The acquisition will result in Anbang purchasing Strategic Hotels & Resorts Inc. Anbang will be the owner of many urban hotels, ocean resorts, mountain getaways and desert resorts in the United States.
Last year, the company purchased the Waldorf Astoria hotel in New York in a deal valued at $1.95 billion.
Blackstone purchased Strategic Hotels & Resorts three months ago and has been actively trying to sell individual properties within the company’s portfolio. Anbang countered the individual property sales with the proposal to buy the entire company for $450 million more than Blackstone paid earleir this year. The private deal allows Blackstone to receive short-term funding while allowing Anbang to enjoy a long-term investment. Philip Tee of Anbang’s North American unit and Christine Anderson of Blackstone have both declined to comment on the deal.

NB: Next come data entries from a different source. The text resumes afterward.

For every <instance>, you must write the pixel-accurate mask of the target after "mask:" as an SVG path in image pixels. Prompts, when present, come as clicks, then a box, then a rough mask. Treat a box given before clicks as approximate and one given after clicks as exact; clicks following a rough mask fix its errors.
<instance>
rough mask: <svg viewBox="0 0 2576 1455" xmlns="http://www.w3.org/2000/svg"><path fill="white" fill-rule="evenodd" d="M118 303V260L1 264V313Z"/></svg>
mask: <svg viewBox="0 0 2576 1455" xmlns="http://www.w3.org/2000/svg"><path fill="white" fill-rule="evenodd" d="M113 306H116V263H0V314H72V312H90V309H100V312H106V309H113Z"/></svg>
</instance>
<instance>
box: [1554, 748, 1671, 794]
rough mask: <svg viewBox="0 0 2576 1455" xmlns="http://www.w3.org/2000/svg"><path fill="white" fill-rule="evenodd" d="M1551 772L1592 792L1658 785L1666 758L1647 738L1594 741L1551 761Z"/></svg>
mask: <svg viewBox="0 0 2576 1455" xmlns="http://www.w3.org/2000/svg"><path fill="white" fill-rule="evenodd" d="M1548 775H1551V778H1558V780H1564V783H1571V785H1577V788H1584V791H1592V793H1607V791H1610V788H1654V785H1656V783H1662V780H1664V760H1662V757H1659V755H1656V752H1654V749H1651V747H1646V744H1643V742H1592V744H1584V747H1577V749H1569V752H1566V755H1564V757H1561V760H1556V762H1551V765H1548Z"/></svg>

Anbang’s acquisition of the company marks a foray into U.S. real estate from China-based companies. China’s current struggling economy has caused many companies in the country to diversify their portfolios with overseas acquisitions. Anbang’s acquisition of Strategic Hotels came as a shock for analysts due to the company’s acquisition by Blackstone three months prior. Chinese companies attempted to purchase Starwood Hotels & Resorts (HOT) in recent months, but the sale of the company went to Marriott International Inc. (MAR). Strategic Hotel’s portfolio includes the Ritz-Carlton in Half Moon Bay; Four Seasons Hotels in Silicon Valley, Austin and Washington; Laguna Niguel in California; and InterContinental hotels in Chicago and Miami.